- Born: 1966 Pakistan
- Died: 2 August 2021 (aged 55) Karachi, Pakistan
- Genres: Ghazal, playback singing
- Occupation: Singer
- Years active: 1983- 2021

= Asif Mehdi =

Asif Mehdi (1966-2021) was a Pakistani ghazal singer and a playback singer in Lollywood, Pakistan. He was known much for reviving classical singing in his country as well as for being the son of Mehdi Hassan

==Early life==
Born in Pakistan to Mehdi Hassan. He started his training at age 13 from his father and his uncle Ghulam Qadir. His family migrated from Mandawa in Rajasthan, to Pakistan at the time of partition of India in 1947.

==Performing career==
Asif Mehdi performed with his father in Los Angeles in 1983 for the first time at age 17. When he sang, his father Mehdi Hasan was so annoyed that he rebuked him for singing in an effeminate voice. He has toured India, along with ghazal singer Jagjit Singh, in 2009 on the concert tour called Music for Peace which seeks to establish peaceful relations between India and Pakistan which share a common culture and language.

He, like his father, is fond of singing nazms by famous lyricists like Mir Taqi Mir, Ahmed Faraz, Qateel Shifai, Hafeez Jalandhari and Mirza Ghalib.

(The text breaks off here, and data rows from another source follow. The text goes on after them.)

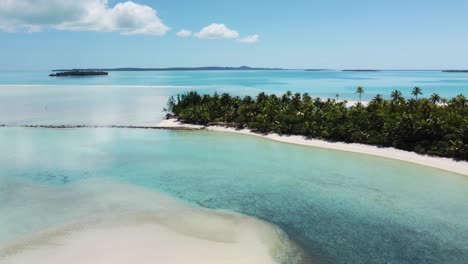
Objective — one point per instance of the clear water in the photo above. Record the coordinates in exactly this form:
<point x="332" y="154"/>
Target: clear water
<point x="321" y="83"/>
<point x="340" y="207"/>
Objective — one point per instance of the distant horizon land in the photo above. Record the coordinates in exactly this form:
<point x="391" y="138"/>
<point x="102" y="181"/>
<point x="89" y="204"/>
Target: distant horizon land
<point x="247" y="68"/>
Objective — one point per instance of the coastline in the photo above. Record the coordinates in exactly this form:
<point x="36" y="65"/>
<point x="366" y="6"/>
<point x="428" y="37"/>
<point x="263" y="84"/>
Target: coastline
<point x="459" y="167"/>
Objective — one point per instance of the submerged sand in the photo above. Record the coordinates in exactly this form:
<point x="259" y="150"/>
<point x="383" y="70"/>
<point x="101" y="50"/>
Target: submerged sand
<point x="168" y="231"/>
<point x="460" y="167"/>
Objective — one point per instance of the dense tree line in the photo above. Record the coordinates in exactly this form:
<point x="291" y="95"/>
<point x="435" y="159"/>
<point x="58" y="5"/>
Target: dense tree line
<point x="433" y="126"/>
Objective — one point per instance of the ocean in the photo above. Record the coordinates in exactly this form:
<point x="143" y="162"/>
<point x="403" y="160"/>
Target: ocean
<point x="338" y="207"/>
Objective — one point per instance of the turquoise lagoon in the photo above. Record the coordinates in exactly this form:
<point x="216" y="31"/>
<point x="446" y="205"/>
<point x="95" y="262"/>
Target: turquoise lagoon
<point x="338" y="207"/>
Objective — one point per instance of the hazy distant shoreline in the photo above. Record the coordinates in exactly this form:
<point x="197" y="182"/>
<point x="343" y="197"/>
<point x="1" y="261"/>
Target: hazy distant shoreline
<point x="246" y="68"/>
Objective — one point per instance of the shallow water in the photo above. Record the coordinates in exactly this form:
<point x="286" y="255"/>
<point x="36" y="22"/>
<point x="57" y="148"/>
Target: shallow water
<point x="321" y="83"/>
<point x="338" y="206"/>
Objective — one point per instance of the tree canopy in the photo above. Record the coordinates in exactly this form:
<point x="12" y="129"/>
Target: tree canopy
<point x="421" y="125"/>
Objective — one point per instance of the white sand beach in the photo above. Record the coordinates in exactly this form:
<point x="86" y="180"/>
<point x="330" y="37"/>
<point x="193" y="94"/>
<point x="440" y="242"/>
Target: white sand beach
<point x="151" y="228"/>
<point x="460" y="167"/>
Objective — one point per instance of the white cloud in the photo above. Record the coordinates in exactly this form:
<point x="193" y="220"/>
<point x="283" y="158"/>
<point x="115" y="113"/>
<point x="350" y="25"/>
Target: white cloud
<point x="250" y="39"/>
<point x="128" y="18"/>
<point x="217" y="31"/>
<point x="184" y="33"/>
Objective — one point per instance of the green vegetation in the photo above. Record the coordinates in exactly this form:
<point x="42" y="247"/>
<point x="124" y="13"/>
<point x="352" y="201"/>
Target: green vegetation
<point x="433" y="126"/>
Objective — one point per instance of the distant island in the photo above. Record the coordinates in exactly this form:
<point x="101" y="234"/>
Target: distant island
<point x="209" y="68"/>
<point x="79" y="73"/>
<point x="466" y="71"/>
<point x="362" y="70"/>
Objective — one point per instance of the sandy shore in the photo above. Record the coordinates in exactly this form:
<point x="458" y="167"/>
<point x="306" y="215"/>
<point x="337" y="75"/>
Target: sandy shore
<point x="460" y="167"/>
<point x="146" y="227"/>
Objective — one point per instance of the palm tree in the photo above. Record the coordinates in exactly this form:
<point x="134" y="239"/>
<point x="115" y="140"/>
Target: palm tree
<point x="416" y="91"/>
<point x="435" y="98"/>
<point x="360" y="91"/>
<point x="378" y="99"/>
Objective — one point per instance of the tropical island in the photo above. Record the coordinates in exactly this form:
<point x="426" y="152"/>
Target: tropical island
<point x="66" y="73"/>
<point x="432" y="126"/>
<point x="208" y="68"/>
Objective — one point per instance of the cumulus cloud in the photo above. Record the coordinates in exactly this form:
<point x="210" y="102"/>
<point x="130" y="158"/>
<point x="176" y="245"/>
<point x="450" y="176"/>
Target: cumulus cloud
<point x="184" y="33"/>
<point x="128" y="18"/>
<point x="250" y="39"/>
<point x="217" y="31"/>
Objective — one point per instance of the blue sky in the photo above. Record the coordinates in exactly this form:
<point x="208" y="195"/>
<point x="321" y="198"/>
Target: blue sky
<point x="45" y="34"/>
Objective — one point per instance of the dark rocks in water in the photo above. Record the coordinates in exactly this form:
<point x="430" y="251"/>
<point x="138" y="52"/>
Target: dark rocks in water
<point x="78" y="73"/>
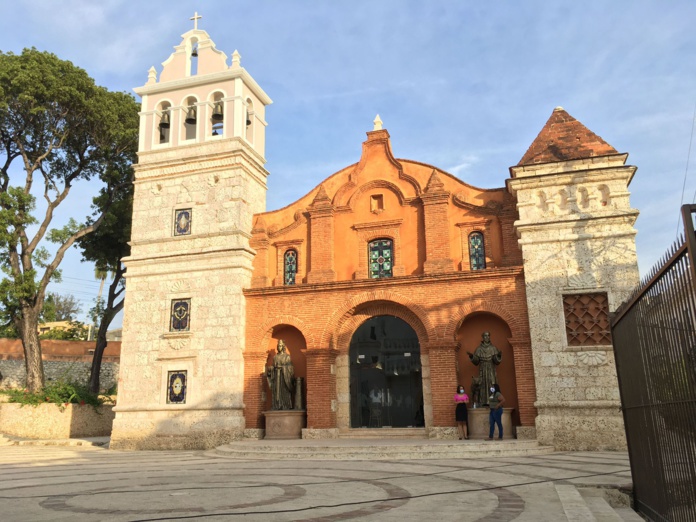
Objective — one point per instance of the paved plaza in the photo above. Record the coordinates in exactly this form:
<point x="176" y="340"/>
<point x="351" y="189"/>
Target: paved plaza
<point x="54" y="483"/>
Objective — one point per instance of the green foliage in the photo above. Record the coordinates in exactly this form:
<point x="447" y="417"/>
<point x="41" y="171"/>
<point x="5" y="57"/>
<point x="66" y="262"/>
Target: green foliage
<point x="75" y="332"/>
<point x="61" y="393"/>
<point x="8" y="331"/>
<point x="57" y="127"/>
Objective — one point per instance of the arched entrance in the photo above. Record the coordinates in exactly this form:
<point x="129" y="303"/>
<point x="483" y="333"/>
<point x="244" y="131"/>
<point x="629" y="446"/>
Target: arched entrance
<point x="386" y="387"/>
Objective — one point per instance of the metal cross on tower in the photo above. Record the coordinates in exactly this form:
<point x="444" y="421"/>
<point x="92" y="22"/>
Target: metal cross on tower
<point x="195" y="19"/>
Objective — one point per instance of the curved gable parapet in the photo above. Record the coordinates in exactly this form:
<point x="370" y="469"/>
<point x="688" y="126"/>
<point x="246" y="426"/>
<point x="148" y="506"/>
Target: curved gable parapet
<point x="298" y="219"/>
<point x="377" y="183"/>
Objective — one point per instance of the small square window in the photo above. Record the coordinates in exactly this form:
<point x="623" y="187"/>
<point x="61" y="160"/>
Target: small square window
<point x="587" y="319"/>
<point x="180" y="317"/>
<point x="377" y="204"/>
<point x="182" y="222"/>
<point x="176" y="387"/>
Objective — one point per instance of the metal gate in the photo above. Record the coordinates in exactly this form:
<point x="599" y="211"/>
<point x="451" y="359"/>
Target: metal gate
<point x="654" y="336"/>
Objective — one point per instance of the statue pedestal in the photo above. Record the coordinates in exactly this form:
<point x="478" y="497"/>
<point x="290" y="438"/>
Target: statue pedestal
<point x="285" y="424"/>
<point x="478" y="423"/>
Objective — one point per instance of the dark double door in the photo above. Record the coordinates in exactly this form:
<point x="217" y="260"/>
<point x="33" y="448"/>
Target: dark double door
<point x="386" y="387"/>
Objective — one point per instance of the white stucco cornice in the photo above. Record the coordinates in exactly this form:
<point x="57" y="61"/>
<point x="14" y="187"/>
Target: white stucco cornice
<point x="192" y="81"/>
<point x="562" y="167"/>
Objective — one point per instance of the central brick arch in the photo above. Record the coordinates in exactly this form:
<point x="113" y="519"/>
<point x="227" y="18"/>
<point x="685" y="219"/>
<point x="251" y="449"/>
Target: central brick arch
<point x="339" y="329"/>
<point x="471" y="306"/>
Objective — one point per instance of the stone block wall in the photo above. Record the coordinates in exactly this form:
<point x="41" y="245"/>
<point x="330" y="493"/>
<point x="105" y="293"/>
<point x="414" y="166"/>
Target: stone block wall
<point x="70" y="360"/>
<point x="222" y="184"/>
<point x="577" y="238"/>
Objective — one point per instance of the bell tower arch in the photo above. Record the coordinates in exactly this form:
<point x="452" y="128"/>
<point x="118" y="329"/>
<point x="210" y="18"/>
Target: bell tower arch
<point x="199" y="180"/>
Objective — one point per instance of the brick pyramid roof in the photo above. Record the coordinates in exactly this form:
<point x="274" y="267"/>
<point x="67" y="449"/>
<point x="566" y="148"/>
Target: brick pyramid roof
<point x="564" y="138"/>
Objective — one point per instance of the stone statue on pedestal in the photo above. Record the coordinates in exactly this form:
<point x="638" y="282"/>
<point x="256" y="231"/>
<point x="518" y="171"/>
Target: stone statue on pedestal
<point x="281" y="379"/>
<point x="486" y="357"/>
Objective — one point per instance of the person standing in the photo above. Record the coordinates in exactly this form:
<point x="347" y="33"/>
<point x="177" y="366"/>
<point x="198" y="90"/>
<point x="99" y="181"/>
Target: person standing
<point x="495" y="402"/>
<point x="461" y="399"/>
<point x="486" y="357"/>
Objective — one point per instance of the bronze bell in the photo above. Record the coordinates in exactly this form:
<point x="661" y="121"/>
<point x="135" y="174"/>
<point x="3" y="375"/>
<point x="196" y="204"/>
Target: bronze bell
<point x="191" y="115"/>
<point x="164" y="120"/>
<point x="218" y="115"/>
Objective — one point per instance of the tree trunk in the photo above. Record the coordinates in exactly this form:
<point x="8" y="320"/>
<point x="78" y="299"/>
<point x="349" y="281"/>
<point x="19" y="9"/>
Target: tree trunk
<point x="108" y="316"/>
<point x="99" y="353"/>
<point x="28" y="323"/>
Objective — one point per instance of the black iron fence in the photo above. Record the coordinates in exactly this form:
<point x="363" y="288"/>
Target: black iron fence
<point x="654" y="336"/>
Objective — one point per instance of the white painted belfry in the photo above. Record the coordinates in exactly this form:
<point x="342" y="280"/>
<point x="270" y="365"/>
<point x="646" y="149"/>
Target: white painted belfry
<point x="220" y="180"/>
<point x="195" y="19"/>
<point x="377" y="123"/>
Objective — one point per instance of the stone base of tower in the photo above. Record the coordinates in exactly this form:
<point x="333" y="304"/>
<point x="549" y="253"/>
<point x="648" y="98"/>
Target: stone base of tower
<point x="176" y="429"/>
<point x="581" y="427"/>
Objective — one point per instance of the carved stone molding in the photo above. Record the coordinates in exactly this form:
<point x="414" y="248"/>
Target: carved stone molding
<point x="593" y="358"/>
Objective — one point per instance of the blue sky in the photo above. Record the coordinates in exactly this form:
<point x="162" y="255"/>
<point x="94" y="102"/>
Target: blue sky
<point x="463" y="85"/>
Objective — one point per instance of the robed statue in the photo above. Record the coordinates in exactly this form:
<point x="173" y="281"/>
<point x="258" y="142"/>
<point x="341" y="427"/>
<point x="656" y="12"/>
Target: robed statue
<point x="486" y="357"/>
<point x="281" y="379"/>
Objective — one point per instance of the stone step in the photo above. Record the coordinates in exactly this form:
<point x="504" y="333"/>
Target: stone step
<point x="609" y="505"/>
<point x="378" y="449"/>
<point x="388" y="433"/>
<point x="574" y="505"/>
<point x="591" y="505"/>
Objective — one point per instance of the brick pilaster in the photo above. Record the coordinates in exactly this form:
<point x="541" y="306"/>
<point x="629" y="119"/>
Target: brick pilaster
<point x="259" y="242"/>
<point x="254" y="388"/>
<point x="524" y="376"/>
<point x="321" y="241"/>
<point x="437" y="242"/>
<point x="321" y="388"/>
<point x="443" y="382"/>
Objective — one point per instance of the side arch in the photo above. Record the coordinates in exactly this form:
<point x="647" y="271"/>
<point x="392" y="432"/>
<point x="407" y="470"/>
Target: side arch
<point x="263" y="333"/>
<point x="515" y="324"/>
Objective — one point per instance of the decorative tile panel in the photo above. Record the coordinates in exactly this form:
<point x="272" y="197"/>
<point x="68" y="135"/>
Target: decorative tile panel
<point x="180" y="317"/>
<point x="182" y="222"/>
<point x="290" y="266"/>
<point x="176" y="387"/>
<point x="587" y="319"/>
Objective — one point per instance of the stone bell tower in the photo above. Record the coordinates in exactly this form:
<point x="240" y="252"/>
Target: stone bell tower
<point x="576" y="232"/>
<point x="199" y="179"/>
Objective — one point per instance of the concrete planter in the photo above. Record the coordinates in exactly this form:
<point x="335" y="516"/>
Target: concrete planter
<point x="47" y="421"/>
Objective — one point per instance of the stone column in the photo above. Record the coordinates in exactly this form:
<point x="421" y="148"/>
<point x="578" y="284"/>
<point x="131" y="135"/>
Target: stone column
<point x="321" y="242"/>
<point x="437" y="242"/>
<point x="254" y="392"/>
<point x="321" y="393"/>
<point x="443" y="383"/>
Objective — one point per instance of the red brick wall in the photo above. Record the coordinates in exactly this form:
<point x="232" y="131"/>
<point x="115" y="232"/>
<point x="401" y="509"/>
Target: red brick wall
<point x="424" y="210"/>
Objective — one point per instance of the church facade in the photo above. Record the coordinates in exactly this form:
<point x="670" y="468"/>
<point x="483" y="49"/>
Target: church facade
<point x="380" y="281"/>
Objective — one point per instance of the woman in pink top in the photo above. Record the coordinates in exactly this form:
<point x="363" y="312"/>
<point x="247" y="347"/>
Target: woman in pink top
<point x="461" y="399"/>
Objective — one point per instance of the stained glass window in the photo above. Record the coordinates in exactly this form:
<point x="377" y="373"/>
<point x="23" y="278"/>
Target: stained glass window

He signed a contract with Sony Entertainment last year and the album will be released across the globe in January 2010.

===Films===
He has done 60 movies in the Pakistani film industry.

==Awards==
Asif Mehdi won the Nigar Award in 1999 for his playback singing.

==Personal life==
Asif Mehdi lived with his family in Karachi, Pakistan, where he died on 2 August 2021.